MAÑANA
Vio, pues, que no había nadie, y se asombró de que no hubiera quien intercediera. Por tanto, su propio brazo le produjo salvación.
Sacrificio y la ofrenda no te agradan; tú has abierto mis oídos. Holocaustos y sacrificios por el pecado no has pedido. Entonces dije: He aquí, yo vengo. En el rollo de pergamino está escrito acerca de mí: El hacer tu voluntad, oh Dios mío, me ha agradado; y tu ley está en medio de mi corazón. — Yo pongo mi vida para volverla a tomar. Nadie me la quita, sino que yo la pongo de mí mismo. Tengo poder para ponerla y tengo poder para volverla a tomar.

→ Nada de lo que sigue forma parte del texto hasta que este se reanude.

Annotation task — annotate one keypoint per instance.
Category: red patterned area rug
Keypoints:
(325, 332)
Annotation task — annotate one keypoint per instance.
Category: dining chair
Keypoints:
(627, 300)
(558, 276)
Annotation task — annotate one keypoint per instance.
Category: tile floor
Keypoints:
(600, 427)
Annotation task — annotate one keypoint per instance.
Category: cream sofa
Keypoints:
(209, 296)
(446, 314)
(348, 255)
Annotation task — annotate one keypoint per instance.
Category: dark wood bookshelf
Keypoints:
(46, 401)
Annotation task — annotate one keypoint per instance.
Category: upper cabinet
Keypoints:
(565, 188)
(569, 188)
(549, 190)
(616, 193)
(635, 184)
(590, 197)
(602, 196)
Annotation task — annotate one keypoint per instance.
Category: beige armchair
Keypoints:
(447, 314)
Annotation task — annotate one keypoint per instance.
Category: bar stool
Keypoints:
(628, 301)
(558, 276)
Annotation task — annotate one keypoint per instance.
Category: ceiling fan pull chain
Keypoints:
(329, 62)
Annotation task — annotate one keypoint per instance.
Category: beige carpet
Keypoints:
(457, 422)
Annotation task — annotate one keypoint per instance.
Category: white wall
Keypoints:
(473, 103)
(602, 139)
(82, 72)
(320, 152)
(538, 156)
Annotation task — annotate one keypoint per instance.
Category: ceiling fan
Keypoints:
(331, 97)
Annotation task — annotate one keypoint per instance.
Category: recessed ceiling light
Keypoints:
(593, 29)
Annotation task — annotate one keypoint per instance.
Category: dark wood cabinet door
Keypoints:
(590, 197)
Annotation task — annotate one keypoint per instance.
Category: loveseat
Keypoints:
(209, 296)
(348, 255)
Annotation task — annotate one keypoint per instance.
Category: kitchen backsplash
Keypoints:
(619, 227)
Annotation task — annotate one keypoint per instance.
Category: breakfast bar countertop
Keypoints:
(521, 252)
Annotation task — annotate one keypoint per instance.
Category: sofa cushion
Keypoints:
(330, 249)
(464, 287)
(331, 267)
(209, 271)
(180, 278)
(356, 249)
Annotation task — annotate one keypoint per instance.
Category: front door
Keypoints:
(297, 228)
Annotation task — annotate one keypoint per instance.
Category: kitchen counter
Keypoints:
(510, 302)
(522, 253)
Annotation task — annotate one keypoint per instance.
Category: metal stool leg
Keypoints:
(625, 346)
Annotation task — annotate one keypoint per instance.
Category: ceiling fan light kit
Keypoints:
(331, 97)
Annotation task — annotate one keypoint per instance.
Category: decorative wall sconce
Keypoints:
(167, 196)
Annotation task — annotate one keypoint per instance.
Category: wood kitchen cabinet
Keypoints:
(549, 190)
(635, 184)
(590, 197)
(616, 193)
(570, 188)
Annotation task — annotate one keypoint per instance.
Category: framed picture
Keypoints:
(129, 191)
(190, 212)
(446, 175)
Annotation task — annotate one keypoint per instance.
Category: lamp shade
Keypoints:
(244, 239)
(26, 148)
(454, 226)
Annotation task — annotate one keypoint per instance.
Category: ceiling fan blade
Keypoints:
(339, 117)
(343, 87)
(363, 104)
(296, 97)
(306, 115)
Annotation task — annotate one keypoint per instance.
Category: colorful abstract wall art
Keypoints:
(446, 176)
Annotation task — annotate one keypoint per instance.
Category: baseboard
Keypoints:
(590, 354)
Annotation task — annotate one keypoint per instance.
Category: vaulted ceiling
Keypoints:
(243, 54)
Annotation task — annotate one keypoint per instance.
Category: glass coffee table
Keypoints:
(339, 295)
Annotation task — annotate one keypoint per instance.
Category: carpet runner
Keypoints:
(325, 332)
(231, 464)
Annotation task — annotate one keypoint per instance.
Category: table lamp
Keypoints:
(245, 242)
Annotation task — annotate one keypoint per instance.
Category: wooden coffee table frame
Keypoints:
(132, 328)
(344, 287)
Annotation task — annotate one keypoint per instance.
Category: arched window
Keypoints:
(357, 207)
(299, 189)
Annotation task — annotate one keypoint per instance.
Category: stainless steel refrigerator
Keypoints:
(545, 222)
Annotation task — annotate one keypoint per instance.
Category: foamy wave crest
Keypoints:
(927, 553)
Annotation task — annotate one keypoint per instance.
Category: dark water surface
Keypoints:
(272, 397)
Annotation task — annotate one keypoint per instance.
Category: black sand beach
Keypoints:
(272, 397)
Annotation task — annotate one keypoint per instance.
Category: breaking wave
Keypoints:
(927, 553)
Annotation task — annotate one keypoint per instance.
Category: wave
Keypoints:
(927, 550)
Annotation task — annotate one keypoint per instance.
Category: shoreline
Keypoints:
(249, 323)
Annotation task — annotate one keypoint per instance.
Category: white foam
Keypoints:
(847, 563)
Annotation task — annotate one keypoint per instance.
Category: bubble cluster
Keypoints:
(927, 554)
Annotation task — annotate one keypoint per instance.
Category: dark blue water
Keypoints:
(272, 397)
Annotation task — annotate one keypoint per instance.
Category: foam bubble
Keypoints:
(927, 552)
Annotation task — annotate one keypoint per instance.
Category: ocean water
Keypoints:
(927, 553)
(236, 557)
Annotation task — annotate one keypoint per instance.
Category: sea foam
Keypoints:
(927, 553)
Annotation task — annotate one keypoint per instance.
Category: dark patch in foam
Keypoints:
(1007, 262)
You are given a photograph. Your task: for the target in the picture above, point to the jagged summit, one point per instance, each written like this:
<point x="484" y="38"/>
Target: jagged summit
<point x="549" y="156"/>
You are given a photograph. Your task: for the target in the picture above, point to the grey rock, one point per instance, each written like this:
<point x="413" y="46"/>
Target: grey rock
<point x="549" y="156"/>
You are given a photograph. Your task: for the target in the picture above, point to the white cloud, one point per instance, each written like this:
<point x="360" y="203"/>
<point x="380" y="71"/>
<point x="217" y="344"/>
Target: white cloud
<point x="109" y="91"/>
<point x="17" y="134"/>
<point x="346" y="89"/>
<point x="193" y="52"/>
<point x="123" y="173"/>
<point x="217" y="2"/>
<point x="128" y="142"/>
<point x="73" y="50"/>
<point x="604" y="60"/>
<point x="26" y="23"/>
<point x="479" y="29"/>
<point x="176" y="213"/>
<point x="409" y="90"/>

No hay más Dios aparte de mí: Dios justo y Salvador. No hay otro fuera de mí. ¡Miren a mí y sean salvos, todos los confines de la tierra! Porque yo soy Dios, y no hay otro. — No hay otro nombre debajo del cielo, dado a los hombres, en que podamos ser salvos.
Conocen la gracia de nuestro Señor Jesucristo que, siendo rico, por amor de ustedes se hizo pobre para que ustedes con su pobreza fueran enriquecidos.
IS. 59:16. Sal. 40:6-8. — Jn. 10:17, 18. Is. 45:21, 22. — Hch. 4:12. 2 Co. 8:9.